P. Howard Catlin, Respondent, v. Josephine Rundell, Appellant.
Justice’s Court judgment—if not rendered within four days it is void, but sufficient to sustain an appeal— Code of Civil Procedure, § 8015.
Although the failure of a justice of the peace to render judgment in an action, within four days after the case is tried and submitted, renders the judgment void, the judgment is sufficient to support an appeal from it taken for the purpose of reviewing and reversing it.
Appeal by the defendant, Josephine Eundell, from a judgment of the County Court of Schuyler county, entered in the office of the clerk of the county of Schuyler on the 6th day of April, 1895, affirming a judgment rendered by a justice of the peace.
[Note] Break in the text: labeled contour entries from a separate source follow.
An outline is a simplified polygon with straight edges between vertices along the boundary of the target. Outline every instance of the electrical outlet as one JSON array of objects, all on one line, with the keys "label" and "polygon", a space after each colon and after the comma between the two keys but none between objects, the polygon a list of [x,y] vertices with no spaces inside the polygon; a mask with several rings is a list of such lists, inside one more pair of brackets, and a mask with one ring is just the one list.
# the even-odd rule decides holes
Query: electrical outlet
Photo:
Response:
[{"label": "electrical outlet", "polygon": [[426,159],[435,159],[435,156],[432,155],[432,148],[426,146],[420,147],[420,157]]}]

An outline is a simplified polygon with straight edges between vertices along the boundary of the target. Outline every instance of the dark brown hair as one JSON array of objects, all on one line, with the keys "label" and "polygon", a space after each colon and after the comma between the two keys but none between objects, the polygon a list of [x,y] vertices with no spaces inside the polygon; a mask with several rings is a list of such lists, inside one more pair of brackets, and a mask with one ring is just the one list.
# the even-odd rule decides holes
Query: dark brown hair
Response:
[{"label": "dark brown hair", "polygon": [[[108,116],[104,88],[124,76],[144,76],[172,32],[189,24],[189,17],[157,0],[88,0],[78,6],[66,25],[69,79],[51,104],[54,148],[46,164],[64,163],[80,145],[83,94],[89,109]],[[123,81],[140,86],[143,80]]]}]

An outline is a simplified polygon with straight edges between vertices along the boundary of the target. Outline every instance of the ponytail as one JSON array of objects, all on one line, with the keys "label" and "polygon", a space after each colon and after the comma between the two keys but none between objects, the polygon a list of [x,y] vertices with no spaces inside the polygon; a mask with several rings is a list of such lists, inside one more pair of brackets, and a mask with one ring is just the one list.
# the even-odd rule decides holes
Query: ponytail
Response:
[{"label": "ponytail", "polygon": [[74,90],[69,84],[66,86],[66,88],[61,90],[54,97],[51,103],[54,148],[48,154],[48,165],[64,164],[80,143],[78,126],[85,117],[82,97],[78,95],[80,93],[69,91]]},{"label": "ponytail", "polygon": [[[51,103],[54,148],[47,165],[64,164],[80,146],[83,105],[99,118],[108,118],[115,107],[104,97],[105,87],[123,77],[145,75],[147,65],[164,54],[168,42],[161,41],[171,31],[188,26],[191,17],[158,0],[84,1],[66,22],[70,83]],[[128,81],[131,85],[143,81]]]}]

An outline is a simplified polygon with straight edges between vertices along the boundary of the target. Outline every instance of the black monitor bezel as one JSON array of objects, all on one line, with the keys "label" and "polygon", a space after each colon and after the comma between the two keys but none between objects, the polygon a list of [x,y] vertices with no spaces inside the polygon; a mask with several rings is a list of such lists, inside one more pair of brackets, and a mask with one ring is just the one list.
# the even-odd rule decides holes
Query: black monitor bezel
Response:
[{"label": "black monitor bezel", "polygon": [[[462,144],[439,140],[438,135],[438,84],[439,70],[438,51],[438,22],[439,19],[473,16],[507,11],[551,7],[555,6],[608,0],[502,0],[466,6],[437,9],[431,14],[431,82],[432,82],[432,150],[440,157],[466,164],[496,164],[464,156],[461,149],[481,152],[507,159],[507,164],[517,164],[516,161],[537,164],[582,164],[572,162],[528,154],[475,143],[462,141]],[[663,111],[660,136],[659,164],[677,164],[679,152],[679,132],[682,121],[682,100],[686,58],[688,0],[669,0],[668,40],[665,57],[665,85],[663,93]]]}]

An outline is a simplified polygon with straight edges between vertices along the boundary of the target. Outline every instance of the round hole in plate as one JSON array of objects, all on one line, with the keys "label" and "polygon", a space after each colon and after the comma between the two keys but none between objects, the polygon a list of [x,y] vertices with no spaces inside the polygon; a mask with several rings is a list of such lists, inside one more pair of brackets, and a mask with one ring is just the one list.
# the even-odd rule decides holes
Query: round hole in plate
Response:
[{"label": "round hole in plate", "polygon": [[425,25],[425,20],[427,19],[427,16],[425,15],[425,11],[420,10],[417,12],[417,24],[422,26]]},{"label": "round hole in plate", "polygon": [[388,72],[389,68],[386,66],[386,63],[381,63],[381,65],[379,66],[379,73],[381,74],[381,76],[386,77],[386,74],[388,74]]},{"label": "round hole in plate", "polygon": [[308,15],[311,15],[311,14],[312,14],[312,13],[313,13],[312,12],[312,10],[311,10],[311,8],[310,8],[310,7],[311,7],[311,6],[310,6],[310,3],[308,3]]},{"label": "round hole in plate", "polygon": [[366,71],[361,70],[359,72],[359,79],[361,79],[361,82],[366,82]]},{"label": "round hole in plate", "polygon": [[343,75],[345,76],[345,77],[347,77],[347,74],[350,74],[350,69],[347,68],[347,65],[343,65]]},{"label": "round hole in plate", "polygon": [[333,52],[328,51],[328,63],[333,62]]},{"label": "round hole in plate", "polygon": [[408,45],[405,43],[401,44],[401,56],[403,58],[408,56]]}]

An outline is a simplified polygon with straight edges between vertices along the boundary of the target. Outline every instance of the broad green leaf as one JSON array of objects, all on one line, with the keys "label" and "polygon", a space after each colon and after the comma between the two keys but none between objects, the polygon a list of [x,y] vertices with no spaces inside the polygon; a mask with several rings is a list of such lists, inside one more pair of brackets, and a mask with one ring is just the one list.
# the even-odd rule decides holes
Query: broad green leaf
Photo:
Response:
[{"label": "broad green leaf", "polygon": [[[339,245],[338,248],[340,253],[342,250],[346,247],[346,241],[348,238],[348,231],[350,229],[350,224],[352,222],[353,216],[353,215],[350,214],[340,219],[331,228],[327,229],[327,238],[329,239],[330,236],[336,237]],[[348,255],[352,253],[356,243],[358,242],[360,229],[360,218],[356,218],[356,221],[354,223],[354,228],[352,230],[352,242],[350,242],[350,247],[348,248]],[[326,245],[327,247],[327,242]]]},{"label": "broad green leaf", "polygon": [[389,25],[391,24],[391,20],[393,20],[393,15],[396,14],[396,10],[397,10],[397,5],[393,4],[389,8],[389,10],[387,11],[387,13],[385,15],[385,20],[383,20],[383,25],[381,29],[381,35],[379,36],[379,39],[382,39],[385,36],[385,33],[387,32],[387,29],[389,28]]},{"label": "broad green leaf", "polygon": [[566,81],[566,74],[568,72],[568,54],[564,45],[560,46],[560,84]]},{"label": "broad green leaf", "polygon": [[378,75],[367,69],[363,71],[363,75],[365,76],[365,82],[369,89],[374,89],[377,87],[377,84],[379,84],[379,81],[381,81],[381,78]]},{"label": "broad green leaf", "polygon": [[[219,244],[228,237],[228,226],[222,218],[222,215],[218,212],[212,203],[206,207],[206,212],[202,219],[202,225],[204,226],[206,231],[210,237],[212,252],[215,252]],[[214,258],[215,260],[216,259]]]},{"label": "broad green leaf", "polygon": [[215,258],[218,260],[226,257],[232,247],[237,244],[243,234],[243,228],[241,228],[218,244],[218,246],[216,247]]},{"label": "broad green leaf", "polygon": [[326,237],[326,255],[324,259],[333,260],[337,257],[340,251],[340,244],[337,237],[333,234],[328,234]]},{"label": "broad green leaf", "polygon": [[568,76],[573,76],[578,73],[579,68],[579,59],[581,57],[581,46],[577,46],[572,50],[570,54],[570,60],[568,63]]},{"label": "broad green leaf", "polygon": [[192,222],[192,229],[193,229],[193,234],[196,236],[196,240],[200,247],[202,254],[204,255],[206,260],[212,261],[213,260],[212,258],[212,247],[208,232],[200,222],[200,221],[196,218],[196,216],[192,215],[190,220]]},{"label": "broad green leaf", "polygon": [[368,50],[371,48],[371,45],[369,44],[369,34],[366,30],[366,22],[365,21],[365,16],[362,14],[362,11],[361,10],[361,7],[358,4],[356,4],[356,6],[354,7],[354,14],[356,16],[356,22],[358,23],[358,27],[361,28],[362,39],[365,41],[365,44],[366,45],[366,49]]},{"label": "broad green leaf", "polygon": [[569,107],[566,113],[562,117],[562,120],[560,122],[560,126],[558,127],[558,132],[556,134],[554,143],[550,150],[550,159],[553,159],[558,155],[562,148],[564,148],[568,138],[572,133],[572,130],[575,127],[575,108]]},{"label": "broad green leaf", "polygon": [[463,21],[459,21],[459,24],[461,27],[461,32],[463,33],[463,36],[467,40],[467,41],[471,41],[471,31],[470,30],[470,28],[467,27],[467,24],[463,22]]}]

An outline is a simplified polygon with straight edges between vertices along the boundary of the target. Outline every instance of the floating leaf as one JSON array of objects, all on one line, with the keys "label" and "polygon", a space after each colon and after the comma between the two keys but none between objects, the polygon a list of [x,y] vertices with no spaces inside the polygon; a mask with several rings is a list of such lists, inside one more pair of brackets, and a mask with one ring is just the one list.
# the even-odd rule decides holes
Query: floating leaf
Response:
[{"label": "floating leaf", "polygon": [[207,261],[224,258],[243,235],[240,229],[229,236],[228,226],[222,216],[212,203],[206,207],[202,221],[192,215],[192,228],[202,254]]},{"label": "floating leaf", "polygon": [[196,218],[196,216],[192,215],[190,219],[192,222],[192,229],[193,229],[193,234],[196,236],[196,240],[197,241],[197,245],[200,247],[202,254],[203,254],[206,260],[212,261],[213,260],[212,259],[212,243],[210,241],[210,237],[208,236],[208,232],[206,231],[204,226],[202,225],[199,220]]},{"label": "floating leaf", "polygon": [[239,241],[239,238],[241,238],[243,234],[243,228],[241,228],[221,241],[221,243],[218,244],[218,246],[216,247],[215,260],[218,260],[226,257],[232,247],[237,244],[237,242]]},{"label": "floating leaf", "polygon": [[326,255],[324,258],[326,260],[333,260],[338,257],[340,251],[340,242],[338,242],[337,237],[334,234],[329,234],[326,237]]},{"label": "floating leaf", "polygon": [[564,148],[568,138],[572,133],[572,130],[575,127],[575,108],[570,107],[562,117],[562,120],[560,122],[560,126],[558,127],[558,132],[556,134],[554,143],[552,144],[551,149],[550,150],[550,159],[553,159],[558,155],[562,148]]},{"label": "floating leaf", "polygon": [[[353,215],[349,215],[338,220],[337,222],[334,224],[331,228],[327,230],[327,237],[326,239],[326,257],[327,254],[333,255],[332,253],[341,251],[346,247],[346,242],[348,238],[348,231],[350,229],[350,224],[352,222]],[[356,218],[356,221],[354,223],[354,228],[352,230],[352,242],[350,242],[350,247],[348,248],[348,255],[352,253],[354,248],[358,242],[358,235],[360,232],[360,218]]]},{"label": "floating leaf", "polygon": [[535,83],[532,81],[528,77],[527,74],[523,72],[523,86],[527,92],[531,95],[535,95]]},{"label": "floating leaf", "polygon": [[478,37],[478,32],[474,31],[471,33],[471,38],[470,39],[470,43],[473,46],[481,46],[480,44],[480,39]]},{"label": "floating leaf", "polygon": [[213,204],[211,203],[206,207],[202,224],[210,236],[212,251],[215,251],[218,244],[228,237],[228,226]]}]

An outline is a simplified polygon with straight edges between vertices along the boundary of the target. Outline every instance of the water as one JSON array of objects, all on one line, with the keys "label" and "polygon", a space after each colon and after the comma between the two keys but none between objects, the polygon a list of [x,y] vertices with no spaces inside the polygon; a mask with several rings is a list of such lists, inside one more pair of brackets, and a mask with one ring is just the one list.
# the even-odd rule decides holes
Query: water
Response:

Owen Cassidy, for the appellant.
Waldo F. Bishop, for the respondent.
[MAJORITY — Herrick, J.:]
Herrick, J.:
The plaintiff brought an action against the defendant in the Justice’s Court. It was tried, before and submitted to the justice September 14, 1894. The justice rendered judgment against the defendant for the sum of twenty-one dollars and fifty-five cents on. the 21st of September, 1894.
The defendant appealed from such judgment to the County Court, which court affirmed the judgment of the Justice’s Court, and from such judgment of affirmance by the County Court the defendant appeals to this court.
The judgment rendered by the justice was void, it not having been rendered within four days after the trial and submission of the case to him by the parties. (Code Civ. Proc. § 3015 ; Putman v. Van Allen, 46 Hun, 492.)
But, although the judgment is void, it is sufficient to support an appeal for the purposes of its review and reversal. (Gillingham v. Jenkins, 40 Hun, 594, and cases cited.)
The judgment of the County Court and of the Justice’s Court should, therefore, be reversed, with costs and disbursements of this appeal and the costs of the appeal to the County Court.
All concurred.
Judgment of the County Court and of the Justice reversed.